A study carried out on birds shows that sperm quality (in terms of fertility) depends on several qualities of the male. In a recent study published in Behavioral Ecology, researchers have shown that good sperm is not always of the same composition in male birds. Whether the sperm have a flagellum (kind of whip or tail that allows cell mobility) long or short, they can be of excellent quality.
Good sperm is a global affair
Founding a big family can be a difficult undertaking in nature. If you are a male bird, you have to work hard to own a territory, find food for the chicks and convince a female by your beauty and your ability to feed the offspring. But finding a sexual partner is not an end in itself, we must ensure the offspring! For that, it takes good sperm and therefore, a sperm fertile enough to fertilize en masse, but that’s not all. This sperm must be better than the sperm of potential rivals. It’s a permanent struggle in Trialix nature, because females who do not want to put all their eggs in one basket may find it advantageous to have some genetic variationamong their little ones. It’s not always easy to determine what makes male attractive, and it’s even harder to measure what makes a good sperm.
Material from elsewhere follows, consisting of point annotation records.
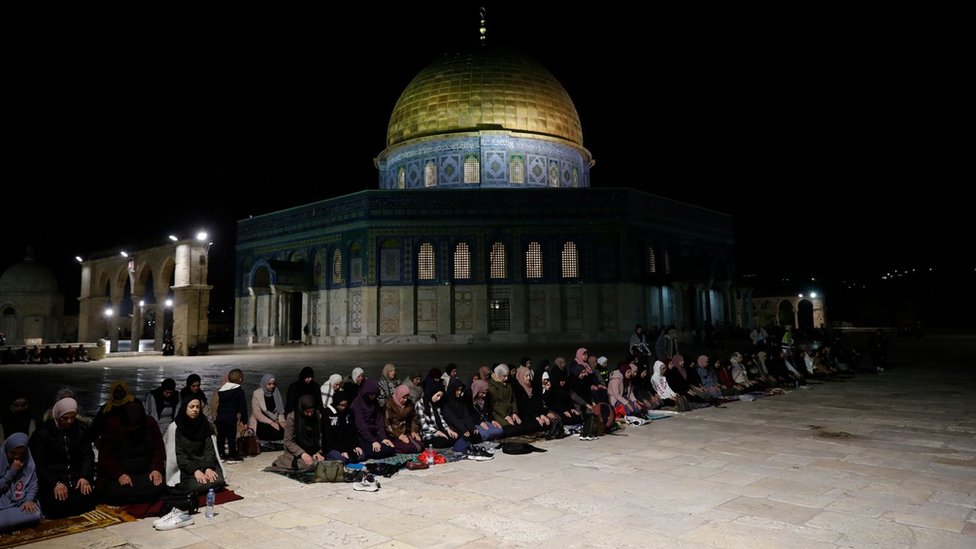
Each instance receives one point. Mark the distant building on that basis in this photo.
(484, 228)
(31, 307)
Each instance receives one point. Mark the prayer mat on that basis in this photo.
(143, 510)
(100, 517)
(305, 477)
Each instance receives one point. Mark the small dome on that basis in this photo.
(486, 88)
(30, 277)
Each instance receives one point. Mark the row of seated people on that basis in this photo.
(46, 355)
(53, 472)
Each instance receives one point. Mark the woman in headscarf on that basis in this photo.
(528, 401)
(621, 389)
(388, 383)
(414, 384)
(434, 429)
(162, 404)
(488, 427)
(559, 397)
(709, 381)
(119, 396)
(197, 466)
(369, 419)
(401, 422)
(65, 463)
(305, 385)
(18, 484)
(457, 413)
(303, 437)
(131, 459)
(17, 417)
(355, 382)
(268, 413)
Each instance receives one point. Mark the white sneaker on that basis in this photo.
(368, 484)
(160, 520)
(178, 520)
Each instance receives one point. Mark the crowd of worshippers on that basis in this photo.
(174, 442)
(45, 355)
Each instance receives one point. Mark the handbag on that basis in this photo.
(247, 444)
(330, 471)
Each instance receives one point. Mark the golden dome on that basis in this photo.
(484, 89)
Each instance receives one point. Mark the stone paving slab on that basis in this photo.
(849, 464)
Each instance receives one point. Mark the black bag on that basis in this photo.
(330, 471)
(519, 448)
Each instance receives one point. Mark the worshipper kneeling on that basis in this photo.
(191, 450)
(303, 437)
(339, 436)
(18, 484)
(131, 458)
(65, 463)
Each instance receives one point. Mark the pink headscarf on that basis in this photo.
(64, 406)
(399, 393)
(477, 387)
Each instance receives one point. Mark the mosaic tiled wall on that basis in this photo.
(464, 310)
(389, 311)
(426, 309)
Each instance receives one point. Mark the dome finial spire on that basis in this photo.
(483, 30)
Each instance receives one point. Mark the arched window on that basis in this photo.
(533, 260)
(499, 263)
(336, 267)
(356, 263)
(425, 262)
(516, 169)
(570, 260)
(430, 174)
(472, 169)
(462, 261)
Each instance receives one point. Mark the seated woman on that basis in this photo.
(268, 413)
(488, 428)
(370, 419)
(621, 389)
(197, 467)
(131, 459)
(18, 484)
(460, 417)
(401, 422)
(65, 463)
(339, 439)
(303, 437)
(435, 430)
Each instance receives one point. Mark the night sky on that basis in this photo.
(800, 124)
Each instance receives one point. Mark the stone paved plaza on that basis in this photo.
(878, 461)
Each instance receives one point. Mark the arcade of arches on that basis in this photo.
(140, 287)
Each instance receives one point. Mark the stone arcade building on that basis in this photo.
(484, 229)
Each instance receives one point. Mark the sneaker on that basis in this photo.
(479, 454)
(179, 520)
(368, 484)
(167, 516)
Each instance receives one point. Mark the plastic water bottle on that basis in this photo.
(211, 497)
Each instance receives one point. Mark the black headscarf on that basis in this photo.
(186, 392)
(307, 429)
(194, 429)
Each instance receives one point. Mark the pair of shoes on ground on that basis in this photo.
(367, 484)
(476, 453)
(177, 518)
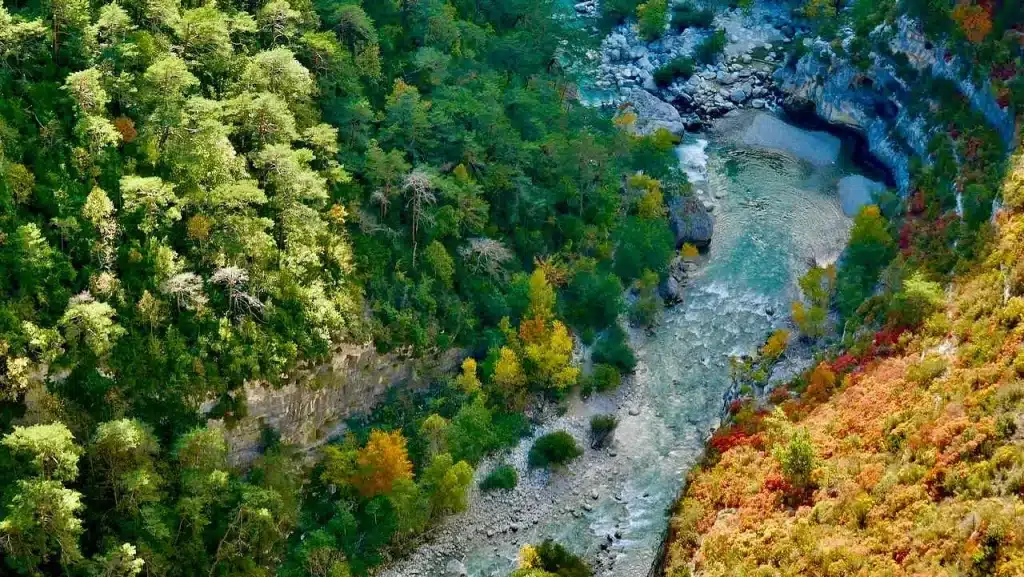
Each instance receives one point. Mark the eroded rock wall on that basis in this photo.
(312, 406)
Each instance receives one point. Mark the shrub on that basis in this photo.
(711, 47)
(593, 300)
(613, 349)
(653, 17)
(601, 427)
(606, 377)
(556, 560)
(503, 477)
(797, 459)
(929, 369)
(680, 67)
(553, 449)
(688, 15)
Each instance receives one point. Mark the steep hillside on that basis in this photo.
(903, 458)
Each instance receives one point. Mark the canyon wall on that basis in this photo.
(312, 406)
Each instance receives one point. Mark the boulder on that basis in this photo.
(856, 191)
(690, 221)
(671, 290)
(652, 113)
(456, 568)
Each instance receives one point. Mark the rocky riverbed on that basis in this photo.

And these two important components of successful fertilization are often measured separately and it is difficult to establish the link between the two.
Sperm differs, not quality
Researchers have studied Collared Flycatcher (small black and white birds) by capturing nearly 120 different males for 4 years, measuring their white frontal area (used to attract females), their sperm morphology and their paternity, defined by the number of chicks from these males. The team found that different categories of males have a different sperm morphology. And this, depending on whether they manage to secure a territory and they have a social partner, but also according to their age and attractiveness. The researchers have made a most interesting discovery: the type of sperm that allows them to maximize the number of nestlings is different depending on the types of males. Males that have small frontal spots and are therefore less dominant and less attractive, enjoy long sperm. It is then assumed that it is because they are more exposed to competition, and that long spermatozoa are likely to swim faster and reach the egg first.
So the longer it is, the better?
No not necessarily ! For the more attractive males, it’s the opposite. They have smaller spermatozoa and have more eggs in their nest. “Many studies have attempted to link the attractiveness and quality of sperm, trying to determine if” sexier “males had better sperm. And from one study to another, the results have been very variable, “says study author Murielle Alund. “Our study shows that a good sperm can depend either on the attractiveness, the competitiveness or the character of the individuals. So there is not a type of good sperm in terms of fertilization. And as the length of the sperm varies in effectiveness depending on the species, just find the right female!